In the chart, we separate report volume by quintiles, with 1 being the lowest 20% report volume in a given year of the business and 5 being the highest report volume (the lowest 20% high), taking into account industry and other company factors.

Instead of finding what we would assume, we observe that the informational quality (i.e. completeness) of reports increases with the volume of reports. This trend, combined with other evidence, is consistent with the claim that companies with higher reporting volume are likely to 1) have more training and information on the effective use of reporting systems , resulting in 2) higher levels of information in these reports and 3) more problems being discovered before they escalate.

This is just one example of the counter-intuitive insights emerging from this field that are changing assumptions about compliance and employee feedback systems. The forefront of the compliance industry is exploring what I call compliance sabermetrics – the use of big data to provide additional information to management. These efforts lead management to change its view of compliance.

According to the old management mantra, when an audit committee has observed above-benchmark employee feedback through its reporting system, it may have mistakenly asked itself, “Why did we more problems than our peer societies?” The new wave of insights from data will prompt a different question to ask in the future: “Do we have the resources to ensure that we are effectively investigating the increase in employee insights?”

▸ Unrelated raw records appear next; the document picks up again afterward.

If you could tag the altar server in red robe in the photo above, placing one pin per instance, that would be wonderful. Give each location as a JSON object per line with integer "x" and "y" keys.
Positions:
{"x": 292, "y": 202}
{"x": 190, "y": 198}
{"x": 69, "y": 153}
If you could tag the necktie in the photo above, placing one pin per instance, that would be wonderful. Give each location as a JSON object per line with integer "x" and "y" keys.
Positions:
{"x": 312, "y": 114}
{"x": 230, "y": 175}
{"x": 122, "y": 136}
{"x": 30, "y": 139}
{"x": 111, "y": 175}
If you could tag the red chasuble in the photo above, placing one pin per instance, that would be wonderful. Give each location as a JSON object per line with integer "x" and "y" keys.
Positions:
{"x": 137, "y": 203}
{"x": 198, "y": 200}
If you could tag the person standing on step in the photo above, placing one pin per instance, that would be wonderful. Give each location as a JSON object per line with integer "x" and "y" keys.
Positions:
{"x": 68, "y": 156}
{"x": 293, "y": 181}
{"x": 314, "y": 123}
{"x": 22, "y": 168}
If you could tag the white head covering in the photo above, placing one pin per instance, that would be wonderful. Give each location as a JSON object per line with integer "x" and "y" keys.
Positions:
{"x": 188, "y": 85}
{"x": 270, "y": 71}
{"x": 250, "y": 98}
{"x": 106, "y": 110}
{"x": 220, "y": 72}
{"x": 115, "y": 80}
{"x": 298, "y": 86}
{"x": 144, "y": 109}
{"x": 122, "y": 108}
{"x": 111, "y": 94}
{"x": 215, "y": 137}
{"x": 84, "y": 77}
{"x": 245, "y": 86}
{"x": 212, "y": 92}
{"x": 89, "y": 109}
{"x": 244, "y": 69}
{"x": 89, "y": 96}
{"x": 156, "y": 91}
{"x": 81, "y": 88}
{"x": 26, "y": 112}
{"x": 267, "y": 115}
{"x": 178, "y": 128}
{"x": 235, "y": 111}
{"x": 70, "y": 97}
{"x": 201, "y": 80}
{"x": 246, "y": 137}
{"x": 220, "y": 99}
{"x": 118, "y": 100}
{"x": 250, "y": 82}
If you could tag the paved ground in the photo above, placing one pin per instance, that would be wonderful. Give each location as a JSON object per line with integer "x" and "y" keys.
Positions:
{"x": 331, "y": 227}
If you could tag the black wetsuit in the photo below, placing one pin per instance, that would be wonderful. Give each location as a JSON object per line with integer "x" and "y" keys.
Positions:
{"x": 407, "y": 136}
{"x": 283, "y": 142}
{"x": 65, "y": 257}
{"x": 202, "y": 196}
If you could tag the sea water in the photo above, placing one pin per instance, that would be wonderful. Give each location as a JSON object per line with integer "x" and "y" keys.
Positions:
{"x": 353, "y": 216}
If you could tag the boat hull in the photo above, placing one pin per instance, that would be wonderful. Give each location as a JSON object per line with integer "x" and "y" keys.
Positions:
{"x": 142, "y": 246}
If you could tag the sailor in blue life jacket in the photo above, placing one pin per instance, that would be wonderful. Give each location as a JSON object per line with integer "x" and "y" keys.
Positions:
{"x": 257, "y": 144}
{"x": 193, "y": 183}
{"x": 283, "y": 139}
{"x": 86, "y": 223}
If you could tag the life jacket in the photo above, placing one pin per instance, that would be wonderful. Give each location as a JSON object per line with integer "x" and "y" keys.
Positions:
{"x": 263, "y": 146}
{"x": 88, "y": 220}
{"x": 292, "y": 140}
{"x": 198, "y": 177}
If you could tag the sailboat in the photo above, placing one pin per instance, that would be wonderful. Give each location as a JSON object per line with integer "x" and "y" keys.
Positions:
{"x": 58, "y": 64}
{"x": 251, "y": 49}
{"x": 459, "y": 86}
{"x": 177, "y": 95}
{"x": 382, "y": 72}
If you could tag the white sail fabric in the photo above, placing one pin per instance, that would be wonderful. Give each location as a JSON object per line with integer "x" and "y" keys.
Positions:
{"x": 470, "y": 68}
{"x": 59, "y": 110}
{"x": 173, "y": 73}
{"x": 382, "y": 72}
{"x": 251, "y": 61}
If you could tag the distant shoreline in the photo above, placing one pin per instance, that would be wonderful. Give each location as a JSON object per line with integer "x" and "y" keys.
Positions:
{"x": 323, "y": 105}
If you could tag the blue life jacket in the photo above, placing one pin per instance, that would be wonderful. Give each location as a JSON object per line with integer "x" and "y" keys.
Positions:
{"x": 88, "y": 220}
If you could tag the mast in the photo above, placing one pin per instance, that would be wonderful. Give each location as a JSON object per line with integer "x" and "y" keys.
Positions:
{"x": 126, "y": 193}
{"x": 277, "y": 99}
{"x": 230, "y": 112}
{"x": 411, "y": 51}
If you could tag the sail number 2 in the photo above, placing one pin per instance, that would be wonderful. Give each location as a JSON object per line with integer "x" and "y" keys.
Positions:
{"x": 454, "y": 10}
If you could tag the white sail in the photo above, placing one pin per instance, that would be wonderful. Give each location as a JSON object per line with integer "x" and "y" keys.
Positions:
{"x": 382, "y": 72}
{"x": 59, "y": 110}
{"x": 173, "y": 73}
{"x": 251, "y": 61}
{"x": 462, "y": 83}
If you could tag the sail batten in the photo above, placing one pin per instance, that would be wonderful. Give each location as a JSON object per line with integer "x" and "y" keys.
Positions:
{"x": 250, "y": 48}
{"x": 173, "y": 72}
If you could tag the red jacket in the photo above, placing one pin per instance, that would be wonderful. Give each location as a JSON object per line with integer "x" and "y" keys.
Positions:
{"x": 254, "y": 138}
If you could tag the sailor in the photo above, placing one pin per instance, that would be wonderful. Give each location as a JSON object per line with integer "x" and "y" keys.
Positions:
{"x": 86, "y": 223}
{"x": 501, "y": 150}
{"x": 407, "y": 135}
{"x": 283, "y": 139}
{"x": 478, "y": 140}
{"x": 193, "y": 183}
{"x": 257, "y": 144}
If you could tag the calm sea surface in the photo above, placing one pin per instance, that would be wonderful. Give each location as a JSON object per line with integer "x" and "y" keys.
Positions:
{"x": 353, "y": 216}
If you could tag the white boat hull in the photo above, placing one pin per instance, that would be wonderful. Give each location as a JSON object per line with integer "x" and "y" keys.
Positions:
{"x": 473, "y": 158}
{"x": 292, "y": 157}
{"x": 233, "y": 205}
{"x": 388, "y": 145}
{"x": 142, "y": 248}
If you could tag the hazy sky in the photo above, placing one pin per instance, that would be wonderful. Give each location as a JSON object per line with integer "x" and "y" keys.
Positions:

Data from internal reports should be treated as the wealth of information that they constitute. Creating a culture that allows for honest reporting and proper follow-up to correct issues should be a priority for management.


The growing collection and analysis of compliance data will further challenge long-held assumptions about which metrics deserve attention and what they say about a company’s organizational culture and health. Successful companies will invest in these efforts, placing less emphasis on intuition in favor of analyzing empirical data.